SoundHound AI (SOUN -1.17%) once seemed like a promising play on the artificial intelligence (AI) market. Its Houndify developer platform enabled companies to add speech recognition tools to their products without tethering themselves to a tech giant like Microsoft or Alphabet's Google. It also developed its own voice-powered digital assistant and music recognition app.

So when SoundHound AI finally went public by merging with a special purpose acquisition company (SPAC) last year, the bulls rushed in. It closed its merger on April 28, 2022, and the combined company's stock started trading at $8.72 per share. By May 5, it had rallied to an all-time high of $14.98. But today, SoundHound AI trades at less than $2 per share.

A person uses a voice assistant on a phone.

Image source: Getty Images.

Therefore, a $2,000 investment in SoundHound on its first trading day would have briefly blossomed to more than $3,400 before withering to less than $400 today. Let's see why SoundHound's stock stumbled and if it's still worth buying.

Overpromising and underdelivering

Like many other SPAC-backed companies, SoundHound provided an extremely bullish long-term forecast during its pre-merger presentation in November 2021.

It claimed that between 2020 and 2026, it could grow its annual revenue at a compound annual growth rate (CAGR) of 112% from $13 million to $1.16 billion. It also predicted its adjusted earnings before interest, taxes, depreciation, and amortization (EBITDA) margin would turn positive by 2024 and expand to 40.5% by 2026.

It initially seemed like it could achieve those ambitious goals. Its revenue rose 63% to $21 million in 2021, which surpassed its target of $20 million, and grew 47% to $31 million in 2022 and cleared its own forecast of $28 million. But for 2023, it only expects its revenue to grow 39%-61% to $43 million-$50 million in 2023, compared to its original forecast of $110 million.

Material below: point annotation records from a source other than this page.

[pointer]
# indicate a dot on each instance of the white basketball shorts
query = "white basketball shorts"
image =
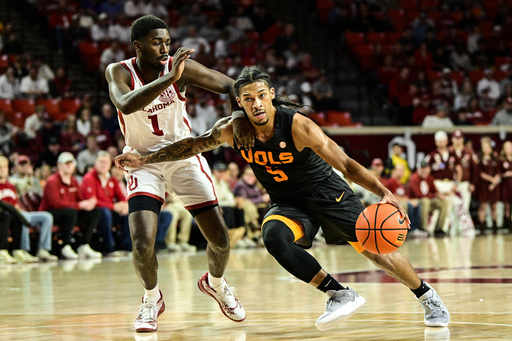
(189, 179)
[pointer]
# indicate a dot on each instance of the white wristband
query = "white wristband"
(237, 114)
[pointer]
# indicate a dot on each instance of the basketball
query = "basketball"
(381, 228)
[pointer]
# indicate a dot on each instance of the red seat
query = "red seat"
(393, 37)
(4, 63)
(6, 106)
(339, 118)
(51, 105)
(70, 105)
(25, 106)
(475, 76)
(376, 38)
(354, 38)
(502, 60)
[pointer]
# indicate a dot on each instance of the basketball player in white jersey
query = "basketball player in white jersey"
(149, 94)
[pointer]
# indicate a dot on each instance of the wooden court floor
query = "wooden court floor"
(83, 300)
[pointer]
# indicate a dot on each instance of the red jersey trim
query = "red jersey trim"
(137, 71)
(187, 123)
(147, 195)
(204, 204)
(121, 119)
(207, 176)
(132, 83)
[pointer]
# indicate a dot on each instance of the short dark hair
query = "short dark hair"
(143, 25)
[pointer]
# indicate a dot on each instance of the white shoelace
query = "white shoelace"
(147, 311)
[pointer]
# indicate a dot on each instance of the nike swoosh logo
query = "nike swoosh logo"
(341, 196)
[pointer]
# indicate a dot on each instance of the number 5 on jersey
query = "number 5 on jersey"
(281, 176)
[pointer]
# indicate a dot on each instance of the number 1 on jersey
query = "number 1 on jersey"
(281, 176)
(154, 122)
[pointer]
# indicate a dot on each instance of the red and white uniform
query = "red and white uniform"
(157, 125)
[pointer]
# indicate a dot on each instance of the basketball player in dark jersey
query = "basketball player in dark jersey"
(294, 160)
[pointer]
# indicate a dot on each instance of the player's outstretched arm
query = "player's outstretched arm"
(129, 101)
(222, 132)
(306, 134)
(200, 76)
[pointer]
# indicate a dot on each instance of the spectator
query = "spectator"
(467, 159)
(473, 39)
(35, 122)
(489, 82)
(87, 157)
(422, 187)
(487, 188)
(323, 93)
(102, 135)
(7, 134)
(422, 110)
(100, 30)
(70, 139)
(231, 208)
(506, 81)
(408, 41)
(9, 84)
(44, 71)
(445, 168)
(111, 54)
(196, 17)
(421, 25)
(62, 198)
(120, 30)
(464, 95)
(193, 41)
(459, 59)
(99, 183)
(506, 183)
(178, 242)
(254, 205)
(439, 120)
(48, 131)
(134, 9)
(83, 124)
(153, 7)
(50, 155)
(504, 116)
(61, 86)
(11, 220)
(112, 8)
(209, 31)
(109, 120)
(29, 189)
(412, 206)
(462, 118)
(32, 86)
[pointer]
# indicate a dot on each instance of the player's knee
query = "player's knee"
(276, 235)
(143, 247)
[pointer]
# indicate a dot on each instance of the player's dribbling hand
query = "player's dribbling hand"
(129, 160)
(178, 61)
(389, 198)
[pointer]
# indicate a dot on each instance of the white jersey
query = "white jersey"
(158, 124)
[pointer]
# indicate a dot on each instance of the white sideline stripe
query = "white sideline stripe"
(250, 321)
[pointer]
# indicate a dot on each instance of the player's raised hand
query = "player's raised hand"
(130, 160)
(178, 61)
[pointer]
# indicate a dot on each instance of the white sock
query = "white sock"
(215, 282)
(153, 295)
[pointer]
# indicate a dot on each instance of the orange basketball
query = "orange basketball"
(381, 228)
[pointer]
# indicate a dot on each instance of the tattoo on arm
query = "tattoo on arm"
(188, 147)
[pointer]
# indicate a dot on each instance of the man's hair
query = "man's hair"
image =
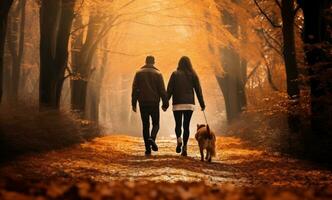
(149, 60)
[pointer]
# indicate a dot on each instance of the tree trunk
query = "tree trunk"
(233, 82)
(4, 10)
(55, 24)
(289, 52)
(317, 48)
(83, 53)
(16, 47)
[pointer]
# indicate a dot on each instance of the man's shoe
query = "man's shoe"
(179, 145)
(148, 153)
(153, 144)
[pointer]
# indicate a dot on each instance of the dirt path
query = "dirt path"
(122, 158)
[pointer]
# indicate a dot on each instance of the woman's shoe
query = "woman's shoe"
(184, 151)
(153, 145)
(179, 145)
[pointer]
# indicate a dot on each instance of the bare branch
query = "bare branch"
(266, 16)
(267, 38)
(278, 3)
(298, 7)
(252, 72)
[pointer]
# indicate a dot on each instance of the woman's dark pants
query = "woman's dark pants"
(146, 113)
(186, 116)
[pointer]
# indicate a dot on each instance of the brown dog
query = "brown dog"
(206, 140)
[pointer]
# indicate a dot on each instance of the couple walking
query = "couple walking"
(148, 88)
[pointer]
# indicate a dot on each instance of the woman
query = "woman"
(181, 87)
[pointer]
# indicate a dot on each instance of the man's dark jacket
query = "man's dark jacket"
(182, 85)
(149, 87)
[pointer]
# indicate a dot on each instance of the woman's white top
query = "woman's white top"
(178, 107)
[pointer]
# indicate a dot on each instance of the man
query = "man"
(148, 89)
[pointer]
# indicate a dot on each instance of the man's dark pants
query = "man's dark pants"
(147, 112)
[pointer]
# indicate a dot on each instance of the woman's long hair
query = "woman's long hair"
(186, 66)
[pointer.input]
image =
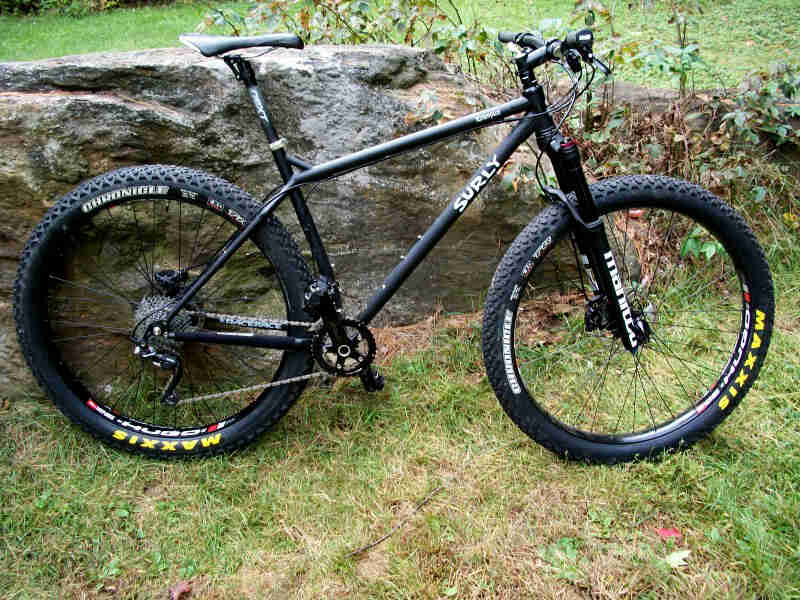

Analysts still expect SoundHound's revenue to rise 47% in 2023, 62% in 2024, and 35% to $100 million in 2025 -- but it's now painfully obvious that the company grossly exaggerated its own growth potential.

Focusing on profitability instead of growth

SoundHound blamed its slowdown on macro headwinds that drove companies to spend less money on voice recognition services. It also faced stiff competition from Microsoft's Nuance, Google Assistant, and other platforms.

Rising interest rates then popped its bubbly valuations. At its all-time high, SoundHound's enterprise value reached $2.98 billion -- a whopping 96 times the revenue it would actually generate in 2022. It now has a much lower enterprise value of just $390 million, but it still isn't a screaming bargain at 9 times this year's sales.

SoundHound's lack of profits made it even less attractive in a high interest rate environment. It laid off nearly half of its workforce earlier this year and insists its adjusted EBITDA margin will turn positive by the fourth quarter of 2023, but analysts don't expect its adjusted EBITDA margin to turn positive on an annual basis until 2025. Therefore, its debt-to-equity ratio -- which hit 3.1 in its latest quarter -- will likely keep rising as it burns more cash.

Customer concentration issues and a murky future

SoundHound generated over two-thirds of its revenue from its top three customers in 2022. Losing just one of those customers to Microsoft or Google would be a disaster.

That's why it's troubling that SoundHound is aggressively cutting costs when it should be scaling up its business and diversifying its customer base. Its insiders have also sold nearly eight times as many shares as they bought over the past 12 months -- which suggests its stock still isn't undervalued relative to its near-term growth potential.

SoundHound might seem like a compelling takeover target for Microsoft or Google, but those tech giants might realize it's cheaper to expand their existing voice recognition technologies instead of integrating a tiny underdog.

Could SoundHound bounce back?

On the bright side, SoundHound is growing rapidly and won't run out of cash anytime soon. The global speech and voice recognition market could keep expanding at a compound CAGR of 25% from 2023 to 2030, according to Fortune Business Insights, so the company might have plenty of room to run over the next few years.

Unfortunately, SoundHound's broken promises, customer concentration issues, rising leverage, and narrow moat all make it a risky investment. It might be an interesting speculative play, but I don't think it's a value stock just yet.